At first blush, it seems like an entirely derivative sci-fi story. But it quickly becomes clear that “NieR: Automata” is more interested in the nature of consciousness and identity than a humans-versus-machines “Terminator” rehash. Not long after taking control of the main character, the absurdly stylish combat android 2B, the player finds that the machines are behaving strangely. They’re forming families and emotional relationships. They’re setting up communities. One contingent has created a bizarre religion in mimicry of human history. Right about the time you encounter a village of pacifist machines who would rather study philosophy than fight, you may feel a twinge of regret at the hundreds of robots you’ve destroyed without a second thought.
Better than any other title in recent memory, “NieR: Automata” uses gameplay to inform its story. Even as it builds its themes of identity, it defies setting one for itself. In one moment, you’re carving through robots using a well-crafted combat system of dodges, attacks and counter attacks. In the next, you’re flying over a ruined city in a ship-based scrolling shooter reminiscent of “Galaga” or similar arcade titles. And don’t be surprised when the full 3D environments seamlessly transition to a side-scrolling action-platformer ala ‘Castlevania.”
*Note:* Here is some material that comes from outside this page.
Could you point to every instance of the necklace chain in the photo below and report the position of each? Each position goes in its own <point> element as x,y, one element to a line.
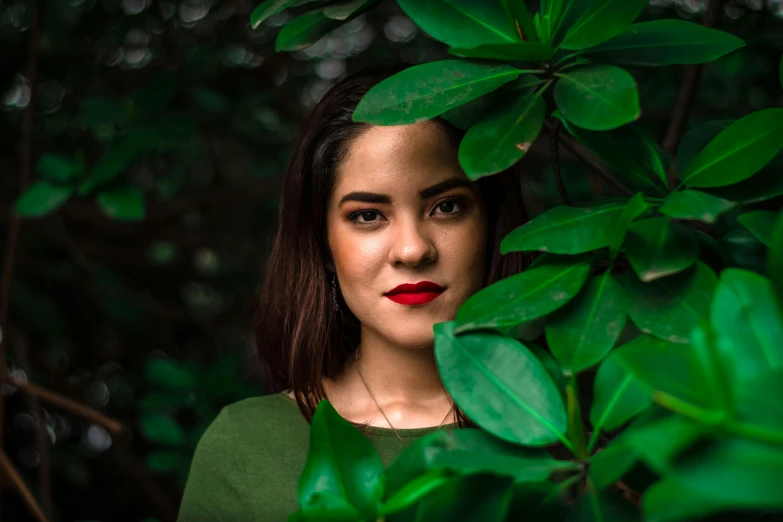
<point>381,409</point>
Despite having generally fun and defiantly unique gameplay, “NieR: Automata” suffers from some rough design edges and pacing issues. Its artistic vision, on the other hand, is almost peerless in the medium for its ambition. Director Yoko Taro, one of gaming’s few auteurs, has developed a unique storytelling vocabulary unifying game design and writing toward a single purpose. Taro wants to capture something essential about the human experience in his work, and he uses player agency to drive his point home. It’s no mistake to say that “NieR: Automata” could only exist as a game.
It’s difficult to talk about what makes “NieR: Automata” so special without spoiling its true ending. Suffice it to say that while “NieR” is never an especially happy game, its final moments threaten an ending of pure fatalism. Then, in the 11th hour, the game provides a glimmer of hope—a hope contingent upon overcoming a nearly insurmountable challenge. What follows is perhaps the most profoundly humanistic moment I’ve experienced in a game, one that binds each “NieR” player together in a network of selfless kinship. What makes the moment all the more staggering is the revelation that it was made possible through a real sacrifice, one that some stranger somewhere in the world made willingly to help you complete your journey.
Late in “NieR: Automata,” a character wonders if there’s any hope of ending the civilizational cycle of self-destruction. By offering the player a chance to break that cycle for a stranger at substantial personal cost, the game seems to answer that question with a question: It’s impossible to say for sure, but what are you going to do about it?
“NieR: Automata” is available for Playstation 4 and PC.